Information is everywhere today, and not always only in the places where most would like it to be. Businesses of all sizes are happily building up huge stores of information, and some of these initiatives raise concerns among those who care at all about personal privacy.
When a database of this kind ends up becoming exposed to hackers, though, the related issues become even more pointed. As a recent report at yahoo news details, the likely impact of the Equifax hack that led to the leakage of so much personal information is only now starting to become clear.
The Dawn of a New Era of Identify Theft
Identity theft has already been an issue for many years, but the enormous Equifax hack suggests that a new wave of crime of unprecedented proportions may be on the way. For many years, criminals who wished to assume the identities of others for the purposes of obtaining credit stuck to low-tech tactics like sorting through trash in search of discarded documents.
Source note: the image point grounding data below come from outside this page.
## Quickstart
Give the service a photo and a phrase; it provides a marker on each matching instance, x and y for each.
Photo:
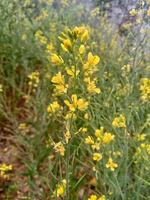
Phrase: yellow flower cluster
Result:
(59, 82)
(145, 89)
(60, 189)
(94, 197)
(1, 88)
(23, 128)
(119, 122)
(76, 103)
(112, 165)
(54, 107)
(4, 170)
(40, 37)
(34, 79)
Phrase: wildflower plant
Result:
(74, 95)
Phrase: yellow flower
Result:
(89, 140)
(96, 146)
(56, 60)
(148, 148)
(92, 61)
(23, 128)
(70, 116)
(60, 89)
(40, 37)
(148, 12)
(97, 156)
(119, 122)
(107, 138)
(59, 147)
(34, 79)
(76, 103)
(141, 137)
(66, 45)
(112, 165)
(72, 72)
(91, 87)
(145, 89)
(67, 136)
(133, 12)
(82, 49)
(85, 36)
(58, 79)
(60, 189)
(102, 198)
(59, 82)
(92, 197)
(49, 48)
(53, 107)
(5, 168)
(1, 88)
(99, 132)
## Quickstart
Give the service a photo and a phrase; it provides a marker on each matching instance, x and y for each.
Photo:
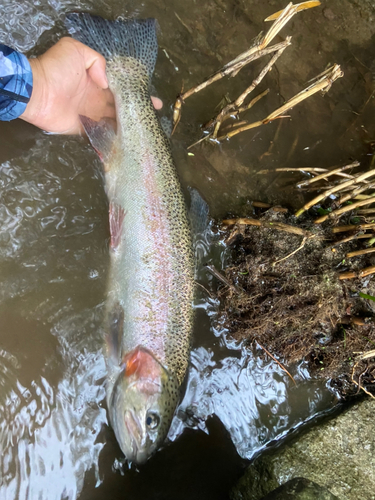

The increasing centralization and digitization of personal information has made such techniques largely obsolete. Whereas a lone criminal might, in years past, have painstaking assumed the identities of a handful of victims over the course of a long career, a single digital attack today can yield enough information to commit millions of cases of fraud.
With more than one hundred and forty million sets of personal information having been accessed during the Equifax hack, analysts expect that plenty of identity theft will follow. Many people have therefore understandably become interested in ways of protecting themselves so as to minimize the damage that might ensue.
The Odds Are Better Than Many Realize
That is a reasonable response to the news, and one that should probably be encouraged. On the other hand, the sheer scale of the Equifax breach also means that the situation might be a little less dangerous than many people suppose.
Because actually carrying out any instance of identity theft still takes a good deal of difficult, old-fashioned work, the odds are that the vast majority of Equifax victims will end up not being subjected to this form of fraud at all. While it will still make sense to take precautions against identity theft, the average person will likely escape harm of any kind at all.